July 11, 2017
The problems with Bitcoin
Most people don’t understand it or how to get it
Unlike ordinary currency, it is very difficult to buy Bitcoin and understand how to secure it and to use it.
Bitcoin is not unique and can be easily replaced by a competitor
There are nearly 1000 cryptocurrencies already in circulation
Bitcoin is notoriously volatile
It varies in value quite dramatically in any given day or year.
Bitcoin is used mostly as investment, not as currency
Bitcoin users who have seen the currency go from 1 Bitcoin = $5 (in 2011) to 1 Bitcoin = $445 (as it currently is) don’t think “Great, the price of a Coke is falling in terms of Bitcoin”. Instead they think, “If I sit on the Bitcoins that I own, in 1 year they might be worth 10 times more. So I won’t spend them.” This means that Bitcoin users don’t want to pay using Bitcoin. In other words, they want to use Bitcoin as a speculative investment, rather than as a means of payment. [Source]
Bitcoin is slow (“the scaling problem”)
“Bitcoin can’t process more than seven transactions a second. That’s a tiny volume compared to the tens of thousands per second that payment systems like Visa can handle—and a limit he expects to start crippling Bitcoin early in 2016.” ” there’ll be no critical event that causes people to react—Bitcoin just kind of has a long slow death. ” [Source]
“Visa says its payment system processes 2,000 transactions per second on average and can handle up to 56,000 transactions per second if needed.” [Source]
The size of blocks being added to the blockchain has been increasing steadily with the rise of Bitcoin. As a result, the rate at which transactions can be processed has been slowing. Indeed, some transactions face significant delays, hampering payments. Some fear the network will eventually become oversaturated and cease to be usable. [source]
counterpoint: “The Bitcoin network has been updated safely dozens of times and will continue to be the most reliable, affordable, and efficient way to send value around the world.” [source]

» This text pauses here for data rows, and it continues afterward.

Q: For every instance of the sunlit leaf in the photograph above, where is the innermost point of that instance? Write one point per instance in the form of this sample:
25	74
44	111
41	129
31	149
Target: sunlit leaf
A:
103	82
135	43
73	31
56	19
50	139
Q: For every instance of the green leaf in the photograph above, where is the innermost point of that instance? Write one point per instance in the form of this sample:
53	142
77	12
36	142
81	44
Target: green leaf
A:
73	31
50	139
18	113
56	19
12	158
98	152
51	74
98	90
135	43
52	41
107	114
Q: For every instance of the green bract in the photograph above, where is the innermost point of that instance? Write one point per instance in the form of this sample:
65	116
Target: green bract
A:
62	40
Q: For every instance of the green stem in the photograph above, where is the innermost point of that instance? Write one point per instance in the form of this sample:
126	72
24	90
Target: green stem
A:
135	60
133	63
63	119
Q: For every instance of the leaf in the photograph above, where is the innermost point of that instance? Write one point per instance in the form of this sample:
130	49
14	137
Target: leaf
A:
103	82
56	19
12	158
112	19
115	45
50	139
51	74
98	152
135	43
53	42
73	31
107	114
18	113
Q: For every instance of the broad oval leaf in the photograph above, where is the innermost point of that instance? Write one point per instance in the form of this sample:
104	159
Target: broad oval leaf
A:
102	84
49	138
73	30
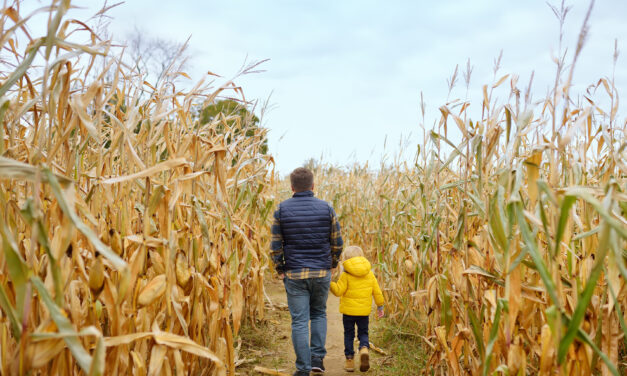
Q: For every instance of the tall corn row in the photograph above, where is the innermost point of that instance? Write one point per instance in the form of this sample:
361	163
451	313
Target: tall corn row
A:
132	232
511	244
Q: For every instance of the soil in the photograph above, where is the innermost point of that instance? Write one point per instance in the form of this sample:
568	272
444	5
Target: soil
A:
282	358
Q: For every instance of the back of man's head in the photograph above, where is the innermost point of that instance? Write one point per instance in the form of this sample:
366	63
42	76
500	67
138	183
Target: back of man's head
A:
301	179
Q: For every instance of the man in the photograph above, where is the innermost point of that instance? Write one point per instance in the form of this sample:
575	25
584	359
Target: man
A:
306	245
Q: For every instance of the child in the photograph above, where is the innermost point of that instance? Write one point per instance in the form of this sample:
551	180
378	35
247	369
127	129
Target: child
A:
356	287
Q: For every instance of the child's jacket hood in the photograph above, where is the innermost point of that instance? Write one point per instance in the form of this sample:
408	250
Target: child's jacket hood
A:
357	266
356	287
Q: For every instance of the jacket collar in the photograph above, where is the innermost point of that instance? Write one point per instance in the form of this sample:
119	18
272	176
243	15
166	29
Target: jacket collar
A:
303	194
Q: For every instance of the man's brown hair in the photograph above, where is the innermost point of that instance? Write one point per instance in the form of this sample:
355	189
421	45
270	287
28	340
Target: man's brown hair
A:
301	179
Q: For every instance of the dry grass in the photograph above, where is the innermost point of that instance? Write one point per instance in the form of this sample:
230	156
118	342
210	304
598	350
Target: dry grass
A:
510	242
132	233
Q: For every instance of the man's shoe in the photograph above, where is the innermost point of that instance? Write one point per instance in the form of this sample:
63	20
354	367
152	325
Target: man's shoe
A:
364	359
317	366
349	366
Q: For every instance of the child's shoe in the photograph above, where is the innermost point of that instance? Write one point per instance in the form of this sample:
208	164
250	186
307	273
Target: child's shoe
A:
349	366
364	359
317	365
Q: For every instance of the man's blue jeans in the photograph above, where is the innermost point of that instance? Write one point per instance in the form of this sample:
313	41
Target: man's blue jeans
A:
307	301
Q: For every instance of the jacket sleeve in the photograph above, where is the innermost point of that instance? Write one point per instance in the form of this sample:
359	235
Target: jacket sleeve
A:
379	300
339	288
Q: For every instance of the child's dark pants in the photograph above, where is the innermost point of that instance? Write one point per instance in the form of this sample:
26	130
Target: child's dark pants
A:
349	333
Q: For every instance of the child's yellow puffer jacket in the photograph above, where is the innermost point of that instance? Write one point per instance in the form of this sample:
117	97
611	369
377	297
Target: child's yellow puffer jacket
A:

Bitcoin has poor liquidity
“the marketplace is too small, hence only the investment makes sense”. [Source]
the amount of bitcoin available on the specific exchange at or even close to the market price when the buyer made the decision to buy will run out, leaving the transaction to be completed at a price 1 to 10 percent higher than expected. This will cost the buyer of bitcoin between $10,000 and $100,000 more than the original price to make the $1 million trade, and that liquidity cost alone could be enough to discourage trading. [Source]

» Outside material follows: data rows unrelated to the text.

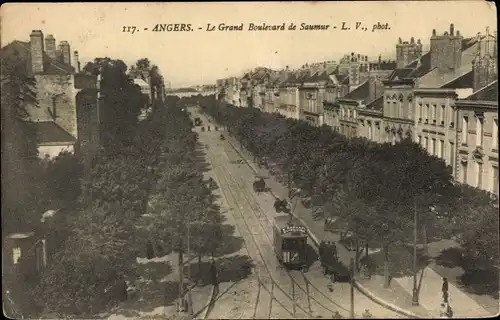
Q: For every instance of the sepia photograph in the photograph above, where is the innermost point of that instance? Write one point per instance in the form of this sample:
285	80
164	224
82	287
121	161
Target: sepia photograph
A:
250	160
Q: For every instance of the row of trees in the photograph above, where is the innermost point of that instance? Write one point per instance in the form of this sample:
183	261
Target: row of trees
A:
374	189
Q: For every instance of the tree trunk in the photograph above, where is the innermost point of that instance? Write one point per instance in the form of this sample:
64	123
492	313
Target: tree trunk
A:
424	239
181	277
387	280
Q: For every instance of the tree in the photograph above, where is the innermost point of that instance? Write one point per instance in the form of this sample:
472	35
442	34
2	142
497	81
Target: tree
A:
474	223
96	256
143	64
122	101
63	174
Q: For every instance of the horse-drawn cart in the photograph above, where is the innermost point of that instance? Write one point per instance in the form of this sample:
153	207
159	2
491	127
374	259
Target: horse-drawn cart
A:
259	185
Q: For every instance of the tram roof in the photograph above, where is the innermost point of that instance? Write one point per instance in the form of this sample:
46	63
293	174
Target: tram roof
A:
282	221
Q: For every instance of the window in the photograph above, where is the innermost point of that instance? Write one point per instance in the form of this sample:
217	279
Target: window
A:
453	117
440	153
465	129
479	167
442	116
451	150
479	131
16	255
494	137
464	172
494	187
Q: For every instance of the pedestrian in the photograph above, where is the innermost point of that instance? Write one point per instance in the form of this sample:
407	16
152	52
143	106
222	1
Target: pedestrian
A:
444	290
449	311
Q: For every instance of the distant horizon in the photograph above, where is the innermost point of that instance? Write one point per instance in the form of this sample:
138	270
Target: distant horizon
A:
201	57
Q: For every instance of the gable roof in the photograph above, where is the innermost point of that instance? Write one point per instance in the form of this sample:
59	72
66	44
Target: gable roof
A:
23	49
487	93
49	132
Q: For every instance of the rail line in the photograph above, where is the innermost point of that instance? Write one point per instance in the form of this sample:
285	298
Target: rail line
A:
262	261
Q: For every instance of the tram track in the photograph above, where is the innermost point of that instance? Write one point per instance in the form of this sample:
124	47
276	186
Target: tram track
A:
302	297
296	279
265	276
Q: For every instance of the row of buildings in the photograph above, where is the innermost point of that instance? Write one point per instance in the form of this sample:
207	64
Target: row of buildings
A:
445	99
204	90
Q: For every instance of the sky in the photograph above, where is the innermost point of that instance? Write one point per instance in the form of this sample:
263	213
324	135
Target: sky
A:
200	57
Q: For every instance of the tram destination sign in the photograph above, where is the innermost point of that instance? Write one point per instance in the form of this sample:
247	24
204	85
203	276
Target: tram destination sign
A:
293	229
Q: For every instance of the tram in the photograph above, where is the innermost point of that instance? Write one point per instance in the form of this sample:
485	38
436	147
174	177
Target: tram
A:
290	242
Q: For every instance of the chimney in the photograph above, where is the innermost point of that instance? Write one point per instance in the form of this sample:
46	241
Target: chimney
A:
36	42
66	53
50	46
76	62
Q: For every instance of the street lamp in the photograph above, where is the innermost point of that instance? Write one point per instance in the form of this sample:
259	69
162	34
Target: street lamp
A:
414	300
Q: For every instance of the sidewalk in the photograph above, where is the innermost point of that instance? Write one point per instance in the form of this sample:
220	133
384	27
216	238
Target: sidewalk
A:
398	296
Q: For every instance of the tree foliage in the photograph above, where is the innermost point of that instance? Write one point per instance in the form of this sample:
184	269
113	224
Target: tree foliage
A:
374	189
21	189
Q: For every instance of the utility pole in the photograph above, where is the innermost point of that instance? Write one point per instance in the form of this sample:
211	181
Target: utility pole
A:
352	287
414	300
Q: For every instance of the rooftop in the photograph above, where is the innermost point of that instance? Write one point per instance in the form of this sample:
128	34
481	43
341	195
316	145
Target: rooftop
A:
376	105
435	78
51	132
23	50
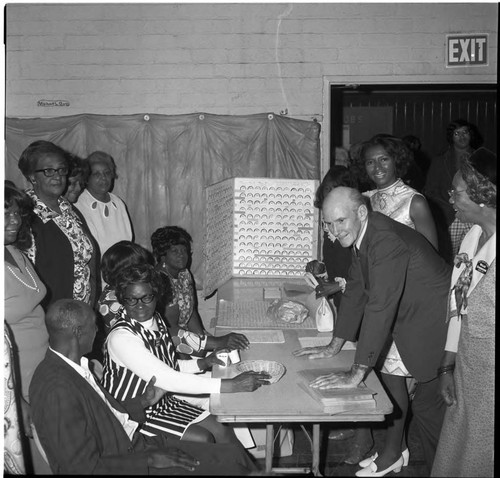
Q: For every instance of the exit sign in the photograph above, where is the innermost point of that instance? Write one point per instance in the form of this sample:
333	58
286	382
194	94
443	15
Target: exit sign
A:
467	50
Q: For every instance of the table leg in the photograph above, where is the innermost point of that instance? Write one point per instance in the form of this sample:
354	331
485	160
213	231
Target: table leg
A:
316	446
269	447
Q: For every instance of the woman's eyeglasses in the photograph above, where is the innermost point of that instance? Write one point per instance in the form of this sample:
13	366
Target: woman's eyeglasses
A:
452	192
145	299
49	172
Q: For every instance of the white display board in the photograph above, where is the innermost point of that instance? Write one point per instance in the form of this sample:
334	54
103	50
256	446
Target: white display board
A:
259	227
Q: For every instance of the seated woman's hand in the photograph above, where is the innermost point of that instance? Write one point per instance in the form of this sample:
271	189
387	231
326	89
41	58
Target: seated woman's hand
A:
234	341
209	361
152	394
245	382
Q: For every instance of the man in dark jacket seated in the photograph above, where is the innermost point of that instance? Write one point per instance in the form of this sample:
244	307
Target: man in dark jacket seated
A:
84	430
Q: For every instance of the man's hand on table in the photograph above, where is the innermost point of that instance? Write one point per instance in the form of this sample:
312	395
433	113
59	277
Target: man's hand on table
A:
323	351
350	379
207	362
245	382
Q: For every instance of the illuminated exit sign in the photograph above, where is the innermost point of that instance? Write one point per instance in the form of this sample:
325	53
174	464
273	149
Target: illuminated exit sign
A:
467	50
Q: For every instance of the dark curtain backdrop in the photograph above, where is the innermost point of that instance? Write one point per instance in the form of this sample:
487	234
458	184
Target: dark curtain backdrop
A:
165	162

Omega One is trying to fix this problem – it intends to aggregate liquidity across all exchanges.
Bitcoin is not safe – and needs to be well secured
“anyone who gets access to your password (‘private key’) has access to all your funds, and the authority to spend them. In the same way that a house burglar could steal gold coins (which I’m sure you have lying around the house), a computer hacker can steal your password and use it to spend your Bitcoins.” [source]
There is a huge problem in storing it in hard disk/ drive. So it is safer to store in the cloud, in exchanges. But exchanges can go bust. [Tokyo-based Bitcoin exchange MtGox filed for bankruptcy in 2014.]
Bitcoin has also suffered from a litany of cases in which bitcoins have been stolen from online exchanges in which they were stored, in some cases due to negligence or poor security. [source]
using these services still requires a basic understanding of computer security, like using strong passwords and two-factor authentication to prevent unauthorized account access. Additionally, these private sector services are constantly targeted by attackers, and some have been successfully hacked and had user deposited bitcoins stolen. The primary issue with these services is trust: if depositing bitcoins with someone else, you must trust them to securely hold your funds (much like a bank). Unfortunately, there have already been many instances of Bitcoin service operators running off with depositors’ bitcoins. [Source]
So people can store it in multiple exchanges.
No longer as decentralised as it once was
Governments can’t stop bitcoin, but sure can disrupt it
“many financial systems don’t want to compete with bitcoin; they would rather regulate it out of existence.” [Source]
Not enough people who sell products for Bitcoin
This is the list of businesses that use bitcoin
Note: I agree with some of these limitations, but consider Bitcoin to be a robust and legitimate form of money.